Step 1. Make sure that the USB Connected icon on the TouchPad is showing in the status bar.

Step 2. Open up your Device Manager (Push WinKey+R then type "devmgmt.msc" as shown below)










Step 3. Click on the arrow next to "Universal Serial Bus controllers" as shown below










Step 4. Find USB Mass Storage Device, right click on it, then select "Update driver software" as shown below










Step 5. Select "Search automatically for updated driver software" as shown below










Step 6. Repeat Step 4-5 for each "USB Mass Storage Device"

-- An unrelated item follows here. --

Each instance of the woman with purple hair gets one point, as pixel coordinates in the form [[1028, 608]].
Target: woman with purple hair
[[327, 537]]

(Note: It is OK to see the screen shown below)


----------



## os2baba (Oct 15, 2011)

Thanks! That worked for me on 64 bit Windows 7


----------



## Varemenos (Aug 23, 2011)

It didnt work for me, its says i already have the best drivers for this device.
But when i run adb devices, i get nothing listed.

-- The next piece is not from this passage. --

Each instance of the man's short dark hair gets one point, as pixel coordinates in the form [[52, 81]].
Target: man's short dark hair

Anyone got the drivers file, so i can manually install them?


----------



## JirafaBo (Sep 26, 2011)

Same problem here. I get no devices listed. I actually did have updated drivers to install, installed them, got nothing.


----------



## jmandawg (Oct 15, 2011)

Try a different USB cable. The one i was originally using (which came with my epic 4G) didn't work for some reason.


----------



## JirafaBo (Sep 26, 2011)

jmandawg said:


> Try a different USB cable. The one i was originally using (which came with my epic 4G) didn't work for some reason.


Yeah tried that already. not the issue. I don't have to add anything to my TP to be able to use ADB do I? Didn't think so, but maybe...?


----------



## Klinky (Oct 16, 2011)

JirafaBo said:


> Yeah tried that already. not the issue. I don't have to add anything to my TP to be able to use ADB do I? Didn't think so, but maybe...?

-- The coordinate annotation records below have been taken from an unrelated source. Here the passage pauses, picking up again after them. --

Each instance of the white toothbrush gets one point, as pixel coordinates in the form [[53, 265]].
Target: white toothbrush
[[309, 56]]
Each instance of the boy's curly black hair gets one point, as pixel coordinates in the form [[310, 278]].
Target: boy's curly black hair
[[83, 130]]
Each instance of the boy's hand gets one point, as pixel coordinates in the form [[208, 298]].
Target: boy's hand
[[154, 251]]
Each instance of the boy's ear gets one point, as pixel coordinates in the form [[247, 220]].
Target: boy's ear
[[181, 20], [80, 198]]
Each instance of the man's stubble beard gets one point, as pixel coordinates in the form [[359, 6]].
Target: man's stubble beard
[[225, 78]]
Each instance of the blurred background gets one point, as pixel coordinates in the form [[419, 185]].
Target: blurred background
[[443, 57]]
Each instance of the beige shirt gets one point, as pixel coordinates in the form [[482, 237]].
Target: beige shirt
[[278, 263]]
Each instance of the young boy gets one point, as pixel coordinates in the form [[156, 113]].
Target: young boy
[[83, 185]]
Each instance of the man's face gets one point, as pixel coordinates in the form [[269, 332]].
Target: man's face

Are you using the modified .inf file from http://wiki.cyanogenmod.com/wiki/Howto:_Install_the_Android_SDK#Windows ?


----------



## JirafaBo (Sep 26, 2011)

Klinky said:


> Are you using the modified .inf file from http://wiki.cyanogenmod.com/wiki/Howto:_Install_the_Android_SDK#Windows ?


I bet that's it. Since it's not an Android device, it wouldn't have the normal adb drivers by default. Makes sense to me. I'm streaming the Bucs game to my TV right now for my girl, so I'll have to download and try it later. 95% sure that's the culprit though. Thanks!


----------



## sailerboy (Oct 15, 2011)

This won't work if you can't connect to your computer using USB and have your touchpad act as a storage drive. I was able to fix this by rebooting my computer, but basically, I think that the Nexus S drivers that come with the Android SDK will work for what everyone's doing.


----------



## litz (Oct 14, 2011)

This fixed it for me ...

I'm on 32bit windows 7, though ... so apparently it can happen there.

The driver rescan for the USB Storage Device caused an "Android Tablet" device to appear in device manager, with yellow exclamation point. A second step of "Scan for new or changed hardware" (right-click the device) installed the Android USB drivers for the TP.


----------



## Redflea (Jun 7, 2011)

The driver refresh option worked perfectly for me on my 64bit WIn7 system.

Thanks very much, sailorboy. (Hmmm...I feel funny typing that... ;-) )


----------



## sailerboy (Oct 15, 2011)

Meh, as long as you don't call me sailor moon, i'm fine 

BTW, it's sailerboy, for reasons too complex to go into in a single forum post.


----------



## decalex (Jul 25, 2011)

Thank you to OP for this. Another satisfied Win7 64 adb junky.


----------



## hiaray (Dec 23, 2011)

Awesome fix. 10 seconds, my touchpad shows up on "adb devices".

Thanks a lot for detailed instruction. (64-bit Win7)


----------